The effect of insulin on the uptake and metabolic fate of glucose in isolated perfused hearts of dyslipemic rats

Male Wistar rats chronically (15 weeks) fed a sucrose-rich diet (SRD; 63% w/w) developed hypertriglyceridemia and impaired glucose homeostasis. Hearts from these animals were isolated and perfused using the Langendorff recirculating method. Glucose at levels similar to those found in the animal in vivo was used as the only exogenous substrate.

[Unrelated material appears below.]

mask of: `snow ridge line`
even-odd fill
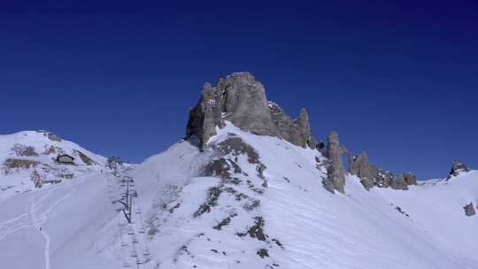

The hearts were perfused for 30 minutes in the presence or absence of insulin (30 mU/mL) in the perfusion medium. In the absence of the hormone, glucose uptake was impaired and the glucose utilization was reduced, with a significant increase of lactate release. Glucose oxidation, which was estimated from the activation state of the enzyme pyruvate dehydrogenase complex (PDHc), was depressed mainly due to both an increase of PDH kinase and a decrease of PDHa (active form of PDHc) activities. Although the addition of insulin in the perfusion medium improved the above parameters, it was unable to normalize them. The present results suggest that at least two different mechanisms might contribute to insulin resistance and to the impaired glucose metabolism in the perfused hearts of the dyslipemic SRD-fed animals: (1) reduced basal and insulin-stimulated glucose uptake and its utilization or (2) increased availability and oxidation of lipids (low PDHa and high PDH kinase activities), which in turn decrease glucose uptake and utilization. Thus, this nutritional experimental model may be useful to study how impaired glucose homeostasis, increases plasma free fatty acid levels and hypertriglyceridemia could contribute to heart tissue malfunction.